The easy part is algebraic manipulation:
$$x - \left( {\sqrt 5 + \sqrt 6 } \right) = 0 \Rightarrow {x^2} = 5 + 6 + 2\sqrt {30} \Rightarrow {x^2} - 11 = 2\sqrt {30} \Rightarrow {x^4} - 22{x^2} + 1 = 0$$ Solutions to this equation are ${x_{1,2,3,4}} = \pm \sqrt 5 \pm \sqrt 6 $ and these are all candidates for the conjugates.

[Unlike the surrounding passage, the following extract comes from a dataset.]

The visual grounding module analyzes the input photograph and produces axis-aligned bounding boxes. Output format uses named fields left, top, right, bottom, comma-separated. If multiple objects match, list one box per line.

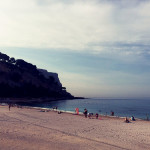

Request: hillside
left=0, top=52, right=74, bottom=102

However, not all of them are necessarily conjugates of ${\sqrt 5 + \sqrt 6 }$.
The hard part is proving that $p\left( x \right) = {x^4} - 22{x^2} + 1$ is the minimal polynomial of ${\sqrt 5 + \sqrt 6 }$ over $\mathbb{Q}$. Eisenstein criterion doesn't give irreducibility when taking $p\left( {x + a} \right)$.
Even though $p$ has no rational zeroes, that still doesn't mean that it is irreducible over $\mathbb{Q}$.
One method which I can think of would be to calculate each of 7 divisors of $p$ and show that they are not in $\mathbb{Q}\left[ X \right]$. However, that would be impractical in the next problem which has a polynomial of degree 31.
How to see that all the candidates are indeed the conjugates of ${\sqrt 5 + \sqrt 6 }$ ?
You can show by a direct calculation that $\mathbb{Q}(\sqrt{5}+\sqrt{6})=\mathbb{Q}(\sqrt{5},\sqrt{6})$. The latter is the splitting field of $(x^2-5)(x^2-6)$ over $\mathbb{Q}$, hence is a Galois extension of $\mathbb{Q}$. You need to show that this field has four automorphisms, which by the fundamental theorem is the same as showing it has degree $4$ as an extension of $\mathbb{Q}$. But $[\mathbb{Q}(\sqrt{5},\sqrt{6}):\mathbb{Q}]=[\mathbb{Q}(\sqrt{5},\sqrt{6}):\mathbb{Q}(\sqrt{5})]\cdot[\mathbb{Q}(\sqrt{5}):\mathbb{Q}]$, and it's not hard to see that both factors are $2$.